Crisis on the continent

SYNOPSIS:

Until a few weeks ago, Europe seemed on an unstoppable course toward economic and, perhaps eventually, political union. Last fall, the European Community thought it had put the final touches on the job when it met at the Dutch city of Maastricht and hammered out a treaty that would lead to a common European currency by decade's end.

Then came the Danish shock: Earlier this month, to the horror of Europe's policy elite, a referendum on Maastricht by the voters of Denmark ended with a rejection. Although the margin of rejection was thin, the Danish vote has galvanized the opposition to European unification across the Continent, and suddenly the whole process seems to be in doubt. Why is European unity in trouble? It is doubtful that Danish voters were responding to the provisions of the Maastricht treaty, a document so technical that almost nobody understands it. Instead, they were expressing their unease with the state of Europe. Indeed, it is not too unreasonable to compare the sudden wave of European opposition to Maastricht with the American tidal wave of opposition to incumbent politicians. Both reflect the public's sense of economic and social problems out of control and a growing distrust of leaders who are perceived as complacent and out of touch.

Behind the glittering facade of the new Europe, with its promise of a vast new economic and political superpower, lies a deeply troubled continent. Europe's problems are different from ours, but they are just as serious -- and Europe's leaders have done just as little as our own to address them.

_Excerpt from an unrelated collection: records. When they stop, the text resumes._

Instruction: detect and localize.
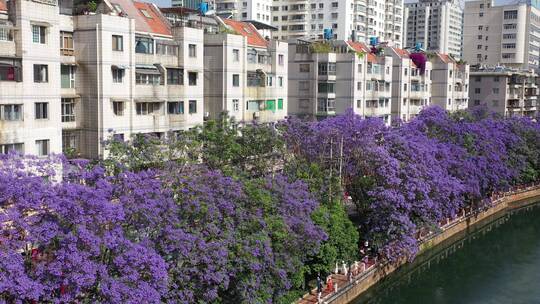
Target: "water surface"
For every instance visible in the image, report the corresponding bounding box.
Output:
[354,202,540,304]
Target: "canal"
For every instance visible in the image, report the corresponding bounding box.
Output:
[353,205,540,304]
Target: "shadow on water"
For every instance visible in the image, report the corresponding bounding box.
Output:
[353,204,540,304]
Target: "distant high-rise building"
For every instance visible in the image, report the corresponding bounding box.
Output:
[171,0,202,10]
[463,0,540,71]
[403,0,463,58]
[215,0,403,47]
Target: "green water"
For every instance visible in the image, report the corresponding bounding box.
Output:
[354,206,540,304]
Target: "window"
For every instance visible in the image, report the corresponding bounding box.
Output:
[504,10,517,20]
[318,82,335,93]
[298,63,310,73]
[188,72,197,86]
[113,101,124,116]
[135,69,162,85]
[35,102,49,119]
[167,68,184,85]
[167,101,184,115]
[0,143,24,154]
[36,139,49,156]
[111,67,126,83]
[139,8,152,19]
[135,37,154,54]
[62,98,75,122]
[62,131,77,154]
[60,32,73,56]
[135,102,161,115]
[189,100,197,114]
[0,104,23,121]
[112,35,124,52]
[188,44,197,58]
[34,64,49,83]
[32,25,47,44]
[60,65,76,89]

Jobless woes. Europe's biggest problem is unemployment. After a few good years in the late 1980s, European jobless rates have started rising again; for almost 20 years the Continent's overregulated markets have yielded few new jobs for a growing work force -- a condition referred to as ''Eurosclerosis." In France, for example, the unemployment rate, after dipping briefly at the end of the 1980s, is once more above 10 percent (compared with 7.5 percent in the United States) and seems set to rise. Admittedly, generous government benefits make unemployment less painful in Europe than in America. On the other hand, most unemployed Americans find new work within a year, while many Europeans never find a job.

Unemployment in Europe is highly concentrated in a number of depressed regions, such as the old coal and steel towns of Belgium and Northern France and the decaying north of England -- regions the American visitor, dazzled by Paris or London, rarely sees. The most prosperous parts of Europe have jobless rates of less than 3 percent, but large tracts have sustained rates of more than 20 percent.

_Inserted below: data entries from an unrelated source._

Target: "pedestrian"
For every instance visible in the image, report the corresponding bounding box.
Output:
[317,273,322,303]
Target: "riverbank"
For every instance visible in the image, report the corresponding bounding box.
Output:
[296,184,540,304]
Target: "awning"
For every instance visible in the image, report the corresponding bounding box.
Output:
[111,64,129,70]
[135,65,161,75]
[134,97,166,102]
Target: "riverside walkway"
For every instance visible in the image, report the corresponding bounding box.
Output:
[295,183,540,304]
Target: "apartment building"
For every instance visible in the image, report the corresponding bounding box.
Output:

This is part of a broader European weakness, the huge disparities in prosperity across regions. In America, the richest states have per capita income only about 60 percent higher than the poorest; for European regions, the difference is more than 200 percent. Billions of dollars have been spent to try to raise the incomes of lagging nations like Greece, Portugal and Ireland; although there have been some success stories, like the modernization of the northeastern part of Spain, economic backwardness in much of Europe has defied solution.

High unemployment has fed growing hostility to immigrants and supplied the fuel for Europe's still small but increasingly vocal extreme right wing. To many Europeans, immigrants -- especially immigrants from the Muslim nations on Europe's southern flank -- are a threat. They are seen as taking scarce jobs from natives; if they become unemployed, they receive support from governments that already impose far higher tax rates than we see in the United States.

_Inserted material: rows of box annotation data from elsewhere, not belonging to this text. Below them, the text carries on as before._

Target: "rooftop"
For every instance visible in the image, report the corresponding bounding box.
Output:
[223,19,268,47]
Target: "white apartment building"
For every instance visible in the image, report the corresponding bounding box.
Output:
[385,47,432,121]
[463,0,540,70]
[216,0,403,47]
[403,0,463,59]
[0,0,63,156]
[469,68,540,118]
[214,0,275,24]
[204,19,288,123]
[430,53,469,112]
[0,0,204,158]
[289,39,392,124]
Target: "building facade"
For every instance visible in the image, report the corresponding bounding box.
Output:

Beset with these deep-seated economic and social problems, many European governments are in serious trouble. Italy, for example, has a budget deficit that is more than twice as large relative to the size of its economy as our own. Germany, staggering under the huge costs of subsidizing its new eastern lands, is running large budget deficits and for the first time in decades faces a wave of strikes. France's Socialists and Britain's Conservatives cling to power, but only because their opposition is deeply divided and distrusted by the voters.

None of these problems is new. In fact, it was precisely the perception of European stagnation that led key leaders to advocate bold moves toward European union, in the hope that such moves would reinvigorate the economy. This was a calculated gamble, since there was always the risk that a push toward unity would end in disillusioning failure rather than triumph. Until the Danish bombshell, it looked as if the gamble had paid off. Now, astonishingly, a few thousand unhappy voters have put the future of Europe on the line.